Я понял: наши безудержные бестолковые чувства пробили проход к какому-то тайному знанию. И что эти знания – за пределами видимого и понимаемого…Я бросился в море, долго плавал, так что Челита стала окликать меня. Волны накрывали с головой, пока я выходил на берег. Челита была завернута в черную простыню, точно безумие водрузило над бушующим морем свой стяг. Издали ее можно было принять за арабку.
Простыня тут же захлопала на ветру. И мне казалось, это хлопанье заглушает шум моря и ветра. Впервые я видел Челиту взволнованной. Она прильнула ко мне.
И в эту минуту ничто не было так странно, как моя нагота на ветру. Все было так, будто я покинул землю, тем более что теплый шквальный ветер дул призывно.

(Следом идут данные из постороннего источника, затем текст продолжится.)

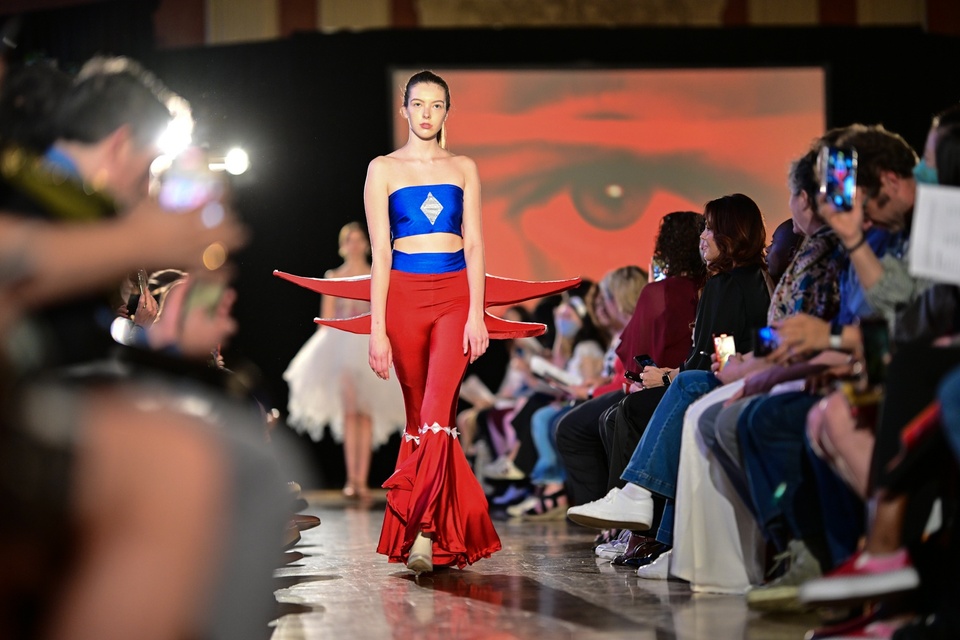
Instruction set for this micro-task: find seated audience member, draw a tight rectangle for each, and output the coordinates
[567,194,772,568]
[800,117,960,638]
[556,211,705,516]
[636,142,844,593]
[507,266,648,520]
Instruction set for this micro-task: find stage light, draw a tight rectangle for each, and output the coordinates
[157,114,193,157]
[223,147,250,176]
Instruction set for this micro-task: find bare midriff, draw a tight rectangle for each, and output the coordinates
[393,233,463,253]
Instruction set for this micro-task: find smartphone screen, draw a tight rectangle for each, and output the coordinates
[137,269,147,296]
[158,173,220,211]
[184,279,225,316]
[819,147,857,211]
[753,327,780,358]
[713,333,737,371]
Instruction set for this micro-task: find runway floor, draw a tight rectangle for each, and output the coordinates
[272,491,818,640]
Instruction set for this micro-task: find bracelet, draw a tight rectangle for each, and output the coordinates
[843,234,867,253]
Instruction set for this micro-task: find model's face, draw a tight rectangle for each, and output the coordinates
[863,171,916,233]
[401,82,447,140]
[700,225,720,264]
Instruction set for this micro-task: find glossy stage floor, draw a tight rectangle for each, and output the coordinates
[272,491,818,640]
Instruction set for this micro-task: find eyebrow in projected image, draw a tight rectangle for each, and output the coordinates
[393,68,825,279]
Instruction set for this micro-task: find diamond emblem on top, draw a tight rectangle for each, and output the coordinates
[420,191,443,224]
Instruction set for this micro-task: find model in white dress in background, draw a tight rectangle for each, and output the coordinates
[283,222,406,498]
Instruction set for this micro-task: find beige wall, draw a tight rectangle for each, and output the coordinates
[197,0,925,44]
[206,0,280,44]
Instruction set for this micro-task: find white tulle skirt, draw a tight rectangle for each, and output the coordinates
[283,327,406,448]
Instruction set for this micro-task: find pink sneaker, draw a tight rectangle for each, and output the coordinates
[822,620,903,640]
[798,549,920,608]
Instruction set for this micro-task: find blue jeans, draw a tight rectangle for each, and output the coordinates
[530,404,573,484]
[620,370,720,544]
[737,392,819,548]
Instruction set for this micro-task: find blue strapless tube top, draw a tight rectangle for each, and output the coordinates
[393,249,467,273]
[389,184,463,240]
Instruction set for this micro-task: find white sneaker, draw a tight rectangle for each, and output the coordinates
[637,549,673,580]
[483,456,527,480]
[594,529,630,560]
[567,487,653,531]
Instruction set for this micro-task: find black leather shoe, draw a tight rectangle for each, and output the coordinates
[613,533,670,567]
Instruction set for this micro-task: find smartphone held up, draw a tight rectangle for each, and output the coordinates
[157,147,226,212]
[713,333,737,371]
[818,147,857,211]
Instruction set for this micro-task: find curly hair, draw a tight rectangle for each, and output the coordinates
[600,265,648,316]
[837,124,918,199]
[653,211,706,282]
[703,193,767,276]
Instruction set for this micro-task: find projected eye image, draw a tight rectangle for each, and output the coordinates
[391,68,825,279]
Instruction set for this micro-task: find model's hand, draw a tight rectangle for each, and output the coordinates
[463,315,490,362]
[133,293,160,327]
[641,367,671,389]
[368,334,393,380]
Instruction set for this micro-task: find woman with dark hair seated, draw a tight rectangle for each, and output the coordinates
[556,211,705,516]
[567,194,772,559]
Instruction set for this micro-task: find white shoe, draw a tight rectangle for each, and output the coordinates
[637,549,673,580]
[567,487,653,531]
[594,529,630,560]
[483,456,527,480]
[407,533,433,576]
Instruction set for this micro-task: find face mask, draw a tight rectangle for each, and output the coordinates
[555,318,580,338]
[913,160,937,184]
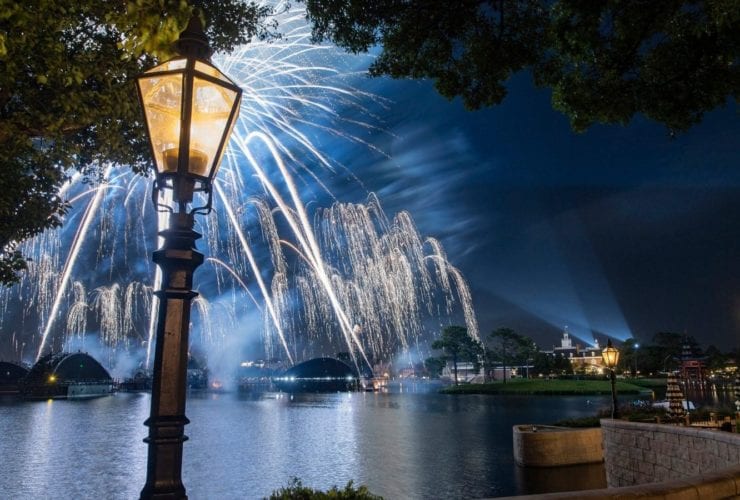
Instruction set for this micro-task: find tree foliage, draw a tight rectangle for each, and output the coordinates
[432,326,483,385]
[490,328,537,383]
[0,0,273,284]
[305,0,740,131]
[424,356,445,378]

И здесь, на берегу моря мы «сожгли корабли». Я хотел понять: страшно мне или я действительно люблю ее. Любил всю жизнь. И только боюсь: не смеется ли она надо мной? И вместе с тем в каждом из нас билась радость, более сильная, чем любое желание. Радость, в которой мы утопали, была настолько велика, что мы не могли говорить друг с другом, мы были в полном изнеможении. И ждали только одного: подарить друг другу свой последний вздох. Она была нагой, растрепанной, с впавшими глазами, но глаза эти были прекрасны.
Мы любили и страдали. И горько наслаждались своим страданием. То, что каждый из нас хотел сказать другому, было соразмерно пустоте вокруг нас.
Мы были обнаженными, чувствовали себя такими, жар любви окончательно раздел нас, наконец мы сжались калачиком на песке. И тут она не выдержала и сказала трагикомическим тоном разочарования:
– Мне слишком плохо, чтобы говорить…И я понял, что нам ничего не удастся, даже любовь.
Она вдруг пожаловалась, что ее лихорадит. И мы вернулись домой.
Разошлись по разным комнатам, я припомнил мелкие морщины обиды на ее лице. И мне стало жаль ее.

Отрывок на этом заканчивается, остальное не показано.